Wednesday, February 1, 2017

concert review: Telegraph Quartet

Having finally gotten to the point where I can get through two whole movements of a sonata without having to cough, it was time to attend another classical concert, only the second one I've been to since before I got home from Britain two months ago.

I chose to attend the Telegraph Quartet at Herbst, and had an athenais to accompany me, as they were going to be playing Schubert's "Death and the Maiden". But first, we had to get through the ultra-modernist jungle of Webern's Op. 5 and Leon Kirchner's First, the penance we had to pay before our heavenly reward of Schubert.

In speaking to the audience, the players said that what Webern and Kirchner have in common with Schubert is that they're all Romantics at heart. Heh, heh, I don't think so. I doubted it even of Schubert, and the way the Telegraph plays, none of them sounded a bit Romantic.

The interesting aspect of the two modernists was the sonorities, the weird and unusual sounds the players could make. The Webern, due to its brevity, actually added up to something here and there, but the Kirchner, though intriguing enough moment by moment, taken as a whole reminded me of one of those fearsomely complex mathematical equations which end with a crashing anticlimax of "=0". This is my usual reaction to Kirchner, so no surprise there. I know him of old.

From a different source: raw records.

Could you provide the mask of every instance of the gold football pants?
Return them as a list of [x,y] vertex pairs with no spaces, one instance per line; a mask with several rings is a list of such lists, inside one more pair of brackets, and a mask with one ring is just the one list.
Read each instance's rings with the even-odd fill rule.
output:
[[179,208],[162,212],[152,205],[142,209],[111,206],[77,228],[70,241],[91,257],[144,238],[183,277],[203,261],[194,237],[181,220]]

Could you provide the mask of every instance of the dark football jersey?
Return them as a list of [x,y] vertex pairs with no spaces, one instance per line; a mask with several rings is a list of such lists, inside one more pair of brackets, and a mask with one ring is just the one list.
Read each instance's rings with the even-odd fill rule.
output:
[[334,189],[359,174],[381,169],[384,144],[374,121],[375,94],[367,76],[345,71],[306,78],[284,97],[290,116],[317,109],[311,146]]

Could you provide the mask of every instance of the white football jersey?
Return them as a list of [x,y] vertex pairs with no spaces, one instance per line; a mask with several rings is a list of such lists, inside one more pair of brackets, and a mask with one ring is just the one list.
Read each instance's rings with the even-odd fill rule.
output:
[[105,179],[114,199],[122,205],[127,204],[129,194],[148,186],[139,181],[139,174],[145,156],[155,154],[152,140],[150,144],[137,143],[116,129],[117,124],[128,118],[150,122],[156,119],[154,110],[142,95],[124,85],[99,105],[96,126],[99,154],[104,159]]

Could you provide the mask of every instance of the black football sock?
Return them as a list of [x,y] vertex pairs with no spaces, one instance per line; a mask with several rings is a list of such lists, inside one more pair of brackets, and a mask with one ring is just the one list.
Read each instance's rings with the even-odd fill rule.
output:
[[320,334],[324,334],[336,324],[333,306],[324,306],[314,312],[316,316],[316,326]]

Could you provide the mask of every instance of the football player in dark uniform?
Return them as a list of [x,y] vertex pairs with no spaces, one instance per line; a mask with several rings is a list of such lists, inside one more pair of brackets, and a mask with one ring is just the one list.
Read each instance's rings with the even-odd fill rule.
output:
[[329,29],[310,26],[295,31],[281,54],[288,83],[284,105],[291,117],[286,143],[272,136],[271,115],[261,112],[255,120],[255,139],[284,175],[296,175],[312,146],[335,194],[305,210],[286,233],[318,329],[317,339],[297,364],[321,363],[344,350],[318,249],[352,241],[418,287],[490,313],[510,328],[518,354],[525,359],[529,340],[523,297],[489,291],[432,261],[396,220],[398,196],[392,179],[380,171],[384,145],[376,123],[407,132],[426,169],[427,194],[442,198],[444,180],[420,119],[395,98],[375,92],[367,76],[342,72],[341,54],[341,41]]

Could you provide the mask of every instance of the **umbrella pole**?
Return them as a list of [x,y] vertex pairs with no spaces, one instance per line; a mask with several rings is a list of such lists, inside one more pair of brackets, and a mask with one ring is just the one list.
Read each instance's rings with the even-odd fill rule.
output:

So what did they do with Schubert, then, but play it as ultra-modernist as possible, with the closest thing to weird and unusual sonorities that the score would let them get away with. The sound was raw and sinewy, the equivalent of Dr. Manhattan before he learns how to put all his flesh on. The players seemed most dedicated to this principle in the first movement, which they played in an emotionless and featureless manner, but they gradually remembered that this is Schubert, and each successive movement was better and more passionate. First violinist Joseph Maile played his high figures in the finale wispily, but they worked.

We went out to eat beforehand, and A. decided to have a slice of pie. Pi, as we all know, is about 3.1416, but this slice was closer to 0.31416. Chintzy restaurant.